A California attorney specializing in real estate law has been sentenced to two years in prison after he was found guilty of a fraudulent short-sale scheme. According to evidence presented at trial, Robert Farrace, of Modesto, formed and controlled Dignitas, LLC, but listed a friend’s name on paperwork as a nominal manager because he knew the bank foreclosing on his properties would not sell to a related party.
Farrace then submitted short sale offers to the bank that serviced the loans on both properties, listing Dignitas and the nominee manager as the purchaser. Farrace misrepresented his relationship to Dignitas to induce the bank to approve the short sale.
Guilty of three counts of wire-fraud in connection with the scheme
Because the servicing bank did not know of the true relationship, it went forward and completed one of the short sales. The short sale on the second property was stopped after law enforcement informed the bank of Farrace’s scheme. Such maneuvering violates banks’ “arm’s length” rule when dealing with loans and short sales.

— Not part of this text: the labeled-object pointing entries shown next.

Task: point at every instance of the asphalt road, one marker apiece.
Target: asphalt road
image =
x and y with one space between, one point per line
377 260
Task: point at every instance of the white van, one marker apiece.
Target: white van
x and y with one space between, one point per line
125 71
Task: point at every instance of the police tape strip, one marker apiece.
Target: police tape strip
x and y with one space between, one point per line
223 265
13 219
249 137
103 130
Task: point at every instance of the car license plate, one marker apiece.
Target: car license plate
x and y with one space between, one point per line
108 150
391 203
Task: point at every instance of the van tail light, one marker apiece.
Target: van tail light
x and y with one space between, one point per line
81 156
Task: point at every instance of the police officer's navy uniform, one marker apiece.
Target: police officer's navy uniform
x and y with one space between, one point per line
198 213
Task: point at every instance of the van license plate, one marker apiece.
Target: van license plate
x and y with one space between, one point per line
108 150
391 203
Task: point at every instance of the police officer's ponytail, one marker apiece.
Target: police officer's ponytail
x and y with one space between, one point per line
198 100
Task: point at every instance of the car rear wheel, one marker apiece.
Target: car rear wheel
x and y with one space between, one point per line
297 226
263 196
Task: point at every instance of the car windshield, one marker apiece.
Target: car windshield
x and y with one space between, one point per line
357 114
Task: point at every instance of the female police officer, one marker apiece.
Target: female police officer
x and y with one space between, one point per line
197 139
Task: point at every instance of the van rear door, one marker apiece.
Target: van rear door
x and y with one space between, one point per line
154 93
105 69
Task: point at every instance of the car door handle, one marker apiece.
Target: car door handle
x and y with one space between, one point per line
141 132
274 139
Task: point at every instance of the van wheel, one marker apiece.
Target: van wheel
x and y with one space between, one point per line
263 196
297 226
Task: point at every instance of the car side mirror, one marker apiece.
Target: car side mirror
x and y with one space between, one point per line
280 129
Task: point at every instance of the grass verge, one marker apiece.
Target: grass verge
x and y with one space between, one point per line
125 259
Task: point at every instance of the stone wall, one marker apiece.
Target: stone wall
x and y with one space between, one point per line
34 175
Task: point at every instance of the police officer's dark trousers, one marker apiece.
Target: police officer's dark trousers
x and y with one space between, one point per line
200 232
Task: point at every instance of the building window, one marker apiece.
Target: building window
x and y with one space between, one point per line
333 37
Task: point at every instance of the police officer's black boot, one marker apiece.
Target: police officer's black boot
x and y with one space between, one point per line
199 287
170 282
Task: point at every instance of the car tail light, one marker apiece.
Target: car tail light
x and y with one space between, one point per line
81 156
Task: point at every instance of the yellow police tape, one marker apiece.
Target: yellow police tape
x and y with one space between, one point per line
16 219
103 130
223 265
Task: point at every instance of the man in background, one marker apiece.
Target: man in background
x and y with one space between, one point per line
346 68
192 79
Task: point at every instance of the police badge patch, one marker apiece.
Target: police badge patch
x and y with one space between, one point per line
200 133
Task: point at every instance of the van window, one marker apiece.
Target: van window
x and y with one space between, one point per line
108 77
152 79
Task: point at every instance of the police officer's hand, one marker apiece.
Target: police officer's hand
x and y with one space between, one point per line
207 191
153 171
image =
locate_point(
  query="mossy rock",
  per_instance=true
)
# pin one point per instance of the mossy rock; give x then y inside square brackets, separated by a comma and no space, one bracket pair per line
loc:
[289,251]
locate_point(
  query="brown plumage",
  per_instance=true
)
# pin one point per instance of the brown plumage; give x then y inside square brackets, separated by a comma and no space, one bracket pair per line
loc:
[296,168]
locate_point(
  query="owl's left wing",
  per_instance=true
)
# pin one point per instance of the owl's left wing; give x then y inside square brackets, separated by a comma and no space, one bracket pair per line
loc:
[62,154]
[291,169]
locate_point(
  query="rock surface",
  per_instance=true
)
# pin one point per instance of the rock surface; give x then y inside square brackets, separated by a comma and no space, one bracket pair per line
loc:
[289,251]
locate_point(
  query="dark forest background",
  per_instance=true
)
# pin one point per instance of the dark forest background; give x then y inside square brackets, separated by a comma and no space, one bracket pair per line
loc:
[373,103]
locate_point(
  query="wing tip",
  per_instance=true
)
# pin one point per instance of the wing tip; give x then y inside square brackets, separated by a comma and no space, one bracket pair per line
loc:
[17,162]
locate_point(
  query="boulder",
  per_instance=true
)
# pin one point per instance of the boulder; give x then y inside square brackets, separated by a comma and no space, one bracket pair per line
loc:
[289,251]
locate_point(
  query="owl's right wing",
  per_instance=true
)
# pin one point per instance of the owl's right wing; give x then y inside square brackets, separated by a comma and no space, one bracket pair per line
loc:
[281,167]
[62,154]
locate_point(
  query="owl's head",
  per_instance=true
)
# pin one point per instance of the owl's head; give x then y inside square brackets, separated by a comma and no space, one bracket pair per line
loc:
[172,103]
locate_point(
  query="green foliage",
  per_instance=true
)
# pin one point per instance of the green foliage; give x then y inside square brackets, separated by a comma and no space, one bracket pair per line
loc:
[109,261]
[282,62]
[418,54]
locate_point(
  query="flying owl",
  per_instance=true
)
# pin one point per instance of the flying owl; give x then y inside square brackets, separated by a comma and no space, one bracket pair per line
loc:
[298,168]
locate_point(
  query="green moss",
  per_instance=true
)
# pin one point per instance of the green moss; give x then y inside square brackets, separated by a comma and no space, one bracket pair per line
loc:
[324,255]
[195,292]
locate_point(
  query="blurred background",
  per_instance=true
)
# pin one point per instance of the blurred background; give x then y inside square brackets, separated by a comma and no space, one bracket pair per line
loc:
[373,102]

Removed as President of the Stanislaus County Bar Association
Farrace’s attorney attempted to argue that Farrace did not know what he was attempting was illegal, but prosecutors were able to show that Farrace established Dignitas, LLC with the intent of purchasing the properties from himself and he did not disclose this fact to the lender. In addition to prison time, Farrace has had his real estate broker’s license suspended and he has been removed as the President of the Stanislaus County Bar Association. Farrace can also count a failed 2007 Modesto City Council run as a once-honorable pastime tarnished by his fiduciary tomfoolery.
Farrace is currently incarcerated in a Federal Facility.
Farrace’s felonious financial finagling is reminiscent of Minerva Sanchez, a Fremont, CA real estate agent who orchestrated a short-sale ruse for a client in 2010 with precipitous observance of the arm’s length rule. Sanchez recommended that a client sell their home at short sale to Sanchez’s son, with the intention of the seller regaining ownership of the property but with a significantly smaller loan balance.
In addition to flaunting the arm’s length provisions of the transaction, Sanchez provided false documents throughout the short sale process, misrepresenting information about the seller’s liquid assets and even providing the seller with a fraudulent hardship letter which influenced the lenders’ decisions to approve the short sale. In 2014, Sanchez pled guilty and was sentenced to 21 months imprisonment and restitution fines of $421,372.
Even more egregious was the three-year ongoing arm’s length scam perpetrated in Massachusetts by Greisy Jimenez, a real-estate broker, Jasmin Polanco, a real estate closing attorney, and Vanessa Ricci, a mortgage loan officer. During the height of the housing crisis last decade, from 2007 to 2010, Jimenez, Polanco & Ricci repeatedly facilitated short-sales of properties where the buyer was routinely a relative of the seller, and the seller never even moved out of their home. Polanco and Ricci pled guilty to conspiracy charges; Jimenez pled guilty to conspiracy and two charges of bank fraud. All have yet to be sentenced.